3.3.3. Description of Key

The key signal is a predefined 8-bit binary signal, which is stored in the memory of Enable logic block. This key signal acts as a gateway for SGM. In order to activate SGM, this Key signal is to be fed to Enable logic. While integrating the watermark with IP core, the owner can design the specific Owner’s Key signal and store it in the memory of the watermark, which is utilized later for verification.

3.3.4. Description of Owner’s Key

After the activation stage is cleared, the Owner’s Key input pattern signal is to be fed to SGM for validation. After validation of the input pattern signal, a unique signature is generated from SGM. As can be seen in Figure 4, the input pattern signal is the unique pattern made up of data streams and clock delays. In Figure 4, data streams are represented as colored blocks, and the clock delays are represented as white colored blocks, and they are arranged alternately.

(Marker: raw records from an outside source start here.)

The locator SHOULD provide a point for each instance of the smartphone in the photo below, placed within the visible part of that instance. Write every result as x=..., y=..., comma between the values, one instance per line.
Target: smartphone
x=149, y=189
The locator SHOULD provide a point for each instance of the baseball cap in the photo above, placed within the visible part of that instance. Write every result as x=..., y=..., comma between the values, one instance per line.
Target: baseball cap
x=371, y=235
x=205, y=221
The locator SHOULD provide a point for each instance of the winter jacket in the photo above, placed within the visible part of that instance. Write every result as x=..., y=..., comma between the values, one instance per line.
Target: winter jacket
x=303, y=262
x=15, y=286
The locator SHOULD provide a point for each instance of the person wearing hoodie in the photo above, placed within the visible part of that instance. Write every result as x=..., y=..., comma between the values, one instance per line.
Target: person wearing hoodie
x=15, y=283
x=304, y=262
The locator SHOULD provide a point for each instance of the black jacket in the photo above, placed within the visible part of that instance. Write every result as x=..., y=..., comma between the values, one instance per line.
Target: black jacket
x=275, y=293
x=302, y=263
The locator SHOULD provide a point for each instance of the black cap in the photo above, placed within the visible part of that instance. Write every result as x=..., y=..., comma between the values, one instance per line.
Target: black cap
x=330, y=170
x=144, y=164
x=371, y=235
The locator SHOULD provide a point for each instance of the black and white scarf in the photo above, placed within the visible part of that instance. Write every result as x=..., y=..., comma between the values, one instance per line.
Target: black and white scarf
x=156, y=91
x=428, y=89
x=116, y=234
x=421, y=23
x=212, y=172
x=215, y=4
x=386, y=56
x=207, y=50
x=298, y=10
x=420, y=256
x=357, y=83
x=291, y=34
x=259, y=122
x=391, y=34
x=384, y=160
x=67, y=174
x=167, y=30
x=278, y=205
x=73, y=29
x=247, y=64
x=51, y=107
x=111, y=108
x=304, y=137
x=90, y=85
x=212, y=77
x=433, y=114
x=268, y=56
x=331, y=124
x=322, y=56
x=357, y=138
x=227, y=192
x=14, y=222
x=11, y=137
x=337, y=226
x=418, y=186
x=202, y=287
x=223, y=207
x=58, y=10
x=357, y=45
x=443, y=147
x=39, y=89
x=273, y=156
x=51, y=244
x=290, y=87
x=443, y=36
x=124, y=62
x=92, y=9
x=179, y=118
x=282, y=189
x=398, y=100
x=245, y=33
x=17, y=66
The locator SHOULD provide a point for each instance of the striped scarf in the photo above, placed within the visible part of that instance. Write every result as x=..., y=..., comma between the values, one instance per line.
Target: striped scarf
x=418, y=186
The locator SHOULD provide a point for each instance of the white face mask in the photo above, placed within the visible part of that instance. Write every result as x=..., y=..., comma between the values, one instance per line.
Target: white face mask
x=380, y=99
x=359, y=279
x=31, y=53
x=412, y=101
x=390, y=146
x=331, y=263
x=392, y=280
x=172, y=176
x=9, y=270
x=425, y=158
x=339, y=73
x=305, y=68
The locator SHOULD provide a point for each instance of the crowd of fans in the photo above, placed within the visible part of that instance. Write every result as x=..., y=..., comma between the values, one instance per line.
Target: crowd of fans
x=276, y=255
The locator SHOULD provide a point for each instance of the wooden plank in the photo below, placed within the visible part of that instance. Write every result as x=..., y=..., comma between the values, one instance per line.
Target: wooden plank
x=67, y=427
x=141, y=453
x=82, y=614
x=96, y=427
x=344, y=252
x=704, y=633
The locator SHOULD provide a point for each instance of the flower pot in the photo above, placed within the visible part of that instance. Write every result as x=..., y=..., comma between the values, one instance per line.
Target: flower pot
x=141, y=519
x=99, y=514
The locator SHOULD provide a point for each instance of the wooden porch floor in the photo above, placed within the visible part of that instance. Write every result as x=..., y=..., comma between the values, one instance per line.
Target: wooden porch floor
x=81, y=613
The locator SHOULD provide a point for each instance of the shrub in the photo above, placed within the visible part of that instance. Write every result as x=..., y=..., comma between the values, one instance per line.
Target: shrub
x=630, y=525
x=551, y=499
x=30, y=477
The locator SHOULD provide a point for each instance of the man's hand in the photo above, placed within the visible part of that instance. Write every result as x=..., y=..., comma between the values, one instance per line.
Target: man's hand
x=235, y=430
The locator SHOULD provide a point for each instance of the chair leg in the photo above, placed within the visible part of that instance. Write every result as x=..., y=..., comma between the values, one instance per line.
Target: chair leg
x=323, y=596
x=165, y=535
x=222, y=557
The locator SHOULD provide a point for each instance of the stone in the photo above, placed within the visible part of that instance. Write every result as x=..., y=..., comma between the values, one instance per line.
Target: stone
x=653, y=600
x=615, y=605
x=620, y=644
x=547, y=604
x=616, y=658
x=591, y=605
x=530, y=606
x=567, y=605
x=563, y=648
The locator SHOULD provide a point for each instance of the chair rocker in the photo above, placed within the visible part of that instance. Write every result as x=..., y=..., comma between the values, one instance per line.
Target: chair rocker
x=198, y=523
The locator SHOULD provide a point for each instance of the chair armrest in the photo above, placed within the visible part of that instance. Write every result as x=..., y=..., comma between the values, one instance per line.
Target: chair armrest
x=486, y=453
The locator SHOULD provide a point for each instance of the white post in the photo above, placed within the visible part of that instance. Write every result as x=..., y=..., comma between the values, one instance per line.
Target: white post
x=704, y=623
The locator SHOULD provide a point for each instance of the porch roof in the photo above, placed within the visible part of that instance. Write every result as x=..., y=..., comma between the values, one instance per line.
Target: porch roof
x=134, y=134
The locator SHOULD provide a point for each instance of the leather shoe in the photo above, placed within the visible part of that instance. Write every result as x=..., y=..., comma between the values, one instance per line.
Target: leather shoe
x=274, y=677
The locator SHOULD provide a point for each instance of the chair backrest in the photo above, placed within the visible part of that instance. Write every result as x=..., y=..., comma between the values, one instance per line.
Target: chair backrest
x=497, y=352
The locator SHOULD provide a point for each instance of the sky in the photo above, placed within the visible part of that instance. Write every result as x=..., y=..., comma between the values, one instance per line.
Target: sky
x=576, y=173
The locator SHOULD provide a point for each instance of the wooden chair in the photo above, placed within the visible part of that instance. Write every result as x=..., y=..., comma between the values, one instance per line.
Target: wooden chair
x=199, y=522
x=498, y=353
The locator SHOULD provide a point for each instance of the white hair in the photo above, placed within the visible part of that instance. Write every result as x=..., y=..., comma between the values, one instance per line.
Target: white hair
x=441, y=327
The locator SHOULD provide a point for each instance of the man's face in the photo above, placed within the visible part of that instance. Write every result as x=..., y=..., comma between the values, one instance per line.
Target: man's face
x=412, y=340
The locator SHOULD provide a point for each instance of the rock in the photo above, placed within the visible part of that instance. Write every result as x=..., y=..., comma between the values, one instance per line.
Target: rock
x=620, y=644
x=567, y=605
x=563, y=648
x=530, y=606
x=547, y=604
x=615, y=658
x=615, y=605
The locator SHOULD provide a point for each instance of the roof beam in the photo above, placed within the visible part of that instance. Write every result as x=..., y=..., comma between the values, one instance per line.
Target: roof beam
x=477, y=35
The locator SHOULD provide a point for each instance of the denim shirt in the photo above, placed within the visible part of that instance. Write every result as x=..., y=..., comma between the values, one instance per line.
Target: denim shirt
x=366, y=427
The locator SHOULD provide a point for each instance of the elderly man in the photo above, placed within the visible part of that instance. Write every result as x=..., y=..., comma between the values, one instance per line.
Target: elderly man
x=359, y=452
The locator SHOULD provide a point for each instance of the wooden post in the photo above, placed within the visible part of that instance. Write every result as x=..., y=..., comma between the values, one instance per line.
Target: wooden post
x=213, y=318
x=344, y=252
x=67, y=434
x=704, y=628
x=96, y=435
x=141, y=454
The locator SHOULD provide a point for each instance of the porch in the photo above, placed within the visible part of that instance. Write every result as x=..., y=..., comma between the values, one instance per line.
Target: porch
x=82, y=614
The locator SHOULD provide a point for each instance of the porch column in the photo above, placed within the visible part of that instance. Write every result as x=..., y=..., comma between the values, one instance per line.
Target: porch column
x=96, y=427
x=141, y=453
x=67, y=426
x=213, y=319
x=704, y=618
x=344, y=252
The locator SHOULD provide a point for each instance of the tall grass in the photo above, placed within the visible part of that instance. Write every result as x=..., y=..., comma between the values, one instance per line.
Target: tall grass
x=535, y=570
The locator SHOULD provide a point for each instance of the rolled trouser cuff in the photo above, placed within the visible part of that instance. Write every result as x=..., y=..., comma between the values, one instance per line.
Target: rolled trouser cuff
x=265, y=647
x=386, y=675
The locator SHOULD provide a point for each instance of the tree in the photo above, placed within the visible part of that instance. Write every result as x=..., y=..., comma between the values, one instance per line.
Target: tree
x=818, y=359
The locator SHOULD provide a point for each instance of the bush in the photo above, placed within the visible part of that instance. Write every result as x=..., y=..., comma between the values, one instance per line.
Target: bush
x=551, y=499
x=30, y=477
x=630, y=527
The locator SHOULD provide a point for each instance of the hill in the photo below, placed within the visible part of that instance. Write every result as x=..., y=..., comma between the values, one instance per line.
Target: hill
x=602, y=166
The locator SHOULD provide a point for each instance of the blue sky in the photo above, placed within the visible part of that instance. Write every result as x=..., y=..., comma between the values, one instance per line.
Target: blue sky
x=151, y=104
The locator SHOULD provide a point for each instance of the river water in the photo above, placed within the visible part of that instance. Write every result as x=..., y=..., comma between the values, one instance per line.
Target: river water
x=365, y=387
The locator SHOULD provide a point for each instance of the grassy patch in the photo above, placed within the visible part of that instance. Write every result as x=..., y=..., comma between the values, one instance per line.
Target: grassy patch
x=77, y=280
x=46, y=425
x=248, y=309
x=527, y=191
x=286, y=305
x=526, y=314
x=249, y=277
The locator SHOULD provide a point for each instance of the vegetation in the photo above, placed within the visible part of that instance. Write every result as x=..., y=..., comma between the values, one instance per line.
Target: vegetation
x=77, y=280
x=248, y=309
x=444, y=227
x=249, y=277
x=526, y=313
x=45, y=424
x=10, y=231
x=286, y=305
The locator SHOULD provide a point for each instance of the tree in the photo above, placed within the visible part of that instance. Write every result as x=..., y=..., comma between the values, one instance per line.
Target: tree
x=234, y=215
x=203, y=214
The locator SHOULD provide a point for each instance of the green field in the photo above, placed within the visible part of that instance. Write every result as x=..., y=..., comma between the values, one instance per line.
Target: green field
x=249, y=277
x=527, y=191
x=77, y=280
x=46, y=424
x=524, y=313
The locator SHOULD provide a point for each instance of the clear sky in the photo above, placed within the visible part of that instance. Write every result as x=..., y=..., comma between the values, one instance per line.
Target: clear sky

In a similar way, the signature pattern of the owner is also designed as a unique pattern made up of data streams and clock delays. Both owner’s key and owner’s signature pattern are owner configurable at the design stage of watermark insertion, and the length of data streams and clock delays is also user/owner configurable. The data streams can be configured in multiple bits, and clock delay can be configured in multiple system clock ticks.

3.3.5. Flowchart

In Figure 5, the mechanism of the Owner’s Signature generation is explained using a flowchart. As discussed earlier, the proposed mechanism consists of two stages, activation stage and validation stage, which are highlighted in green and blue colors, respectively. The step-by-step description of the flowchart is summarized in the form of the algorithm as follows.

3.3.6. Algorithm

(1)Input Key signal is accepted(2)Activation stage sets/enables the entire SGM via select lines of DEMUX and MUX upon successful verification of “Key” input signal(3)For validation stage, SGM accepts input pattern signal “Owner’s Key” (alternate data streams and clock delay sequences) for verification, and this performs comparison in synchronization with system clock(4)The data streams from input pattern signal are validated by signature check block(5)Simultaneously, the time-scale verification block validates the clock delays between two data streams of input pattern signal in synchronization with system clock(6)Upon simultaneous and successful validation of input pattern, by signature check block and time-scale verification block, both blocks will generate “1”(7)These two outputs are AND together which triggers the signature generation block to generate output(8)Signature generation block will generate a predefined owner’s signature which is stored in the memory as a signature of owner and formulated as clock ticks delay in between output signal

The algorithm explains step-by-step concise execution of whole SGM. The major secrecy is provided by the input pattern signal which is a combination of data streams and clock delays. To enhance the security, it is important to design Key pattern and input signal pattern trickily.

4. Result and Discussion

4.1. Tool Flow

The open-source tools are used to implement the present watermark technique. The benchmark circuits referred to for watermarking are in high-level synthesis (HLS) format. To convert HLS into Verilog file format, Bambu Panda tool is used. The proposed watermark is implemented in Verilog. These watermark-embedded circuits are then converted to RTL format using RTL YOSYS tool. Furthermore, to convert RTL into GDSII design, OPENROAD tool with FreePDK45 (45 nm library) is used.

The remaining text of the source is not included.